I'm trying to make sense of a lot of things that don't make much sense at the moment, so apologies for the long and rambling nature of this post 😳.
Background: I was brought up in a very church-going household (unhealthily so, IMHO, church ranking above all else). At the age of 10 I began to feel very clearly that there was no such thing as God. I was forced to go to church though until I 'grew out of' thinking like that. At 16 I refused point blank to go and have barely set foot in a church since other than the occasional school function and funeral.
However in the last 2/3 years I've really started to waver in my beliefs and feel like I really want to go to church to try to make sense of things. I'm far from sure that there is a God but I'm certainly no longer sure that there isn't. I feel like I need to listen to what is being said and make my own mind up.
However, I feel very uncomfortable with certain aspects of church services. I don't like saying the Lords Prayer because I'm not sure that I believe what I'm saying and I don't fully understand the need to say it out loud. I really don't feel comfortable with Communion because I'm not at peace with God. I'm also not 100% sure if I can receive it anyway as I've not been christened?
What I'm wondering is what other members of the congregation will think if I don't go for communion?
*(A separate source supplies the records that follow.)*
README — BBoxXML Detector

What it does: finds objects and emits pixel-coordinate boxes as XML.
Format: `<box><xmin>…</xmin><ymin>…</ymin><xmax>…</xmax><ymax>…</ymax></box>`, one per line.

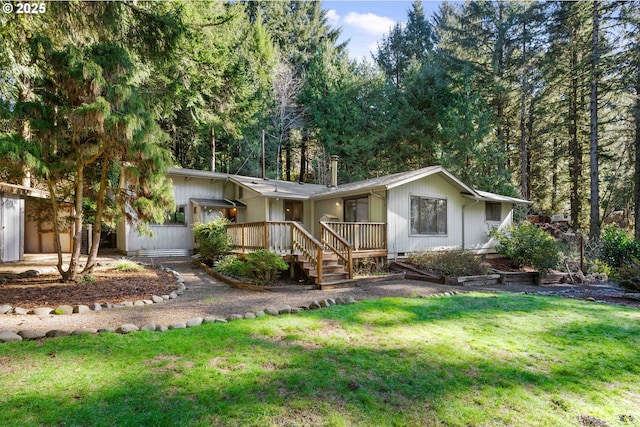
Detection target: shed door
<box><xmin>0</xmin><ymin>198</ymin><xmax>20</xmax><ymax>261</ymax></box>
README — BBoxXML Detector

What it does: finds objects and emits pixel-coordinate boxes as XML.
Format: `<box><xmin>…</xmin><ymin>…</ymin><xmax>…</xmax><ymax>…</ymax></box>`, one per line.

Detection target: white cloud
<box><xmin>344</xmin><ymin>12</ymin><xmax>396</xmax><ymax>37</ymax></box>
<box><xmin>326</xmin><ymin>9</ymin><xmax>340</xmax><ymax>27</ymax></box>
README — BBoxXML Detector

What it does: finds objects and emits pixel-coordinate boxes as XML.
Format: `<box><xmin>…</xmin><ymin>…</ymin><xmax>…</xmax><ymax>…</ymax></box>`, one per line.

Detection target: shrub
<box><xmin>491</xmin><ymin>221</ymin><xmax>564</xmax><ymax>273</ymax></box>
<box><xmin>601</xmin><ymin>226</ymin><xmax>640</xmax><ymax>268</ymax></box>
<box><xmin>614</xmin><ymin>256</ymin><xmax>640</xmax><ymax>291</ymax></box>
<box><xmin>408</xmin><ymin>250</ymin><xmax>489</xmax><ymax>276</ymax></box>
<box><xmin>213</xmin><ymin>249</ymin><xmax>289</xmax><ymax>286</ymax></box>
<box><xmin>213</xmin><ymin>255</ymin><xmax>245</xmax><ymax>279</ymax></box>
<box><xmin>244</xmin><ymin>249</ymin><xmax>289</xmax><ymax>285</ymax></box>
<box><xmin>111</xmin><ymin>258</ymin><xmax>142</xmax><ymax>271</ymax></box>
<box><xmin>193</xmin><ymin>217</ymin><xmax>229</xmax><ymax>262</ymax></box>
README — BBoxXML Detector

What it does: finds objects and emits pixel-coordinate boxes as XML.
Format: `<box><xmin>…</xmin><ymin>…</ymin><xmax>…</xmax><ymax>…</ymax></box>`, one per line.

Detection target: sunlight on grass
<box><xmin>0</xmin><ymin>294</ymin><xmax>640</xmax><ymax>426</ymax></box>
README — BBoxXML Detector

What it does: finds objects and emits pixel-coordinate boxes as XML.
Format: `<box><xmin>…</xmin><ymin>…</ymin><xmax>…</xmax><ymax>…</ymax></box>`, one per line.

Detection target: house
<box><xmin>118</xmin><ymin>160</ymin><xmax>531</xmax><ymax>283</ymax></box>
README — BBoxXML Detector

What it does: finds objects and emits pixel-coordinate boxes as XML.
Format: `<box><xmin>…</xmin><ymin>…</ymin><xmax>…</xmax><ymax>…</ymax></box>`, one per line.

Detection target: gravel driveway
<box><xmin>0</xmin><ymin>258</ymin><xmax>628</xmax><ymax>332</ymax></box>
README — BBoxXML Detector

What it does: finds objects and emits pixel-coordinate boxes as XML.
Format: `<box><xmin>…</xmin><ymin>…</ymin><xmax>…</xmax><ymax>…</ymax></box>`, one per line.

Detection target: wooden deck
<box><xmin>227</xmin><ymin>221</ymin><xmax>387</xmax><ymax>285</ymax></box>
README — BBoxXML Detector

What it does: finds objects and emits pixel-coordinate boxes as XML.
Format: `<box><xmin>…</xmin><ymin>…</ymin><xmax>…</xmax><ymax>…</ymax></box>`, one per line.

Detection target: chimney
<box><xmin>330</xmin><ymin>154</ymin><xmax>340</xmax><ymax>188</ymax></box>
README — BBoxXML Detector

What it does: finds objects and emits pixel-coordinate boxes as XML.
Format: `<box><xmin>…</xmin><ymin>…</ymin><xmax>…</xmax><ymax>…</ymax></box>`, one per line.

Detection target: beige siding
<box><xmin>118</xmin><ymin>177</ymin><xmax>225</xmax><ymax>253</ymax></box>
<box><xmin>387</xmin><ymin>175</ymin><xmax>469</xmax><ymax>258</ymax></box>
<box><xmin>464</xmin><ymin>200</ymin><xmax>513</xmax><ymax>252</ymax></box>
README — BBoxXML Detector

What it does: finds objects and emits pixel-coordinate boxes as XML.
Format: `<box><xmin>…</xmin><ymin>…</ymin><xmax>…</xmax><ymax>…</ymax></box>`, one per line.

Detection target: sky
<box><xmin>322</xmin><ymin>0</ymin><xmax>440</xmax><ymax>59</ymax></box>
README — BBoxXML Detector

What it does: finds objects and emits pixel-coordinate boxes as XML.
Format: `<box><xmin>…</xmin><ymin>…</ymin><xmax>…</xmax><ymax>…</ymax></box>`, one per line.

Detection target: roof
<box><xmin>0</xmin><ymin>182</ymin><xmax>49</xmax><ymax>199</ymax></box>
<box><xmin>169</xmin><ymin>166</ymin><xmax>533</xmax><ymax>206</ymax></box>
<box><xmin>315</xmin><ymin>166</ymin><xmax>475</xmax><ymax>199</ymax></box>
<box><xmin>190</xmin><ymin>199</ymin><xmax>247</xmax><ymax>208</ymax></box>
<box><xmin>229</xmin><ymin>175</ymin><xmax>328</xmax><ymax>200</ymax></box>
<box><xmin>475</xmin><ymin>190</ymin><xmax>533</xmax><ymax>205</ymax></box>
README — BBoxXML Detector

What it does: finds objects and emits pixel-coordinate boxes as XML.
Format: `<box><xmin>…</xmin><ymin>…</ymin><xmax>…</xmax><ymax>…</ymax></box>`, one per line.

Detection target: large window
<box><xmin>411</xmin><ymin>196</ymin><xmax>447</xmax><ymax>234</ymax></box>
<box><xmin>284</xmin><ymin>200</ymin><xmax>302</xmax><ymax>222</ymax></box>
<box><xmin>484</xmin><ymin>202</ymin><xmax>502</xmax><ymax>221</ymax></box>
<box><xmin>344</xmin><ymin>197</ymin><xmax>369</xmax><ymax>222</ymax></box>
Will it be awkward and will I feel pressured into doing something which I don't want to do? I know I could go along with it for an easy life but I find feel true to myself doing that.
I have mentioned to a couple of friends who are church goers that I don't want to take communion but I haven't said why (although I would be happy to tell them, just not explaining myself to strangers).
It is a village church where everyone knows everyone.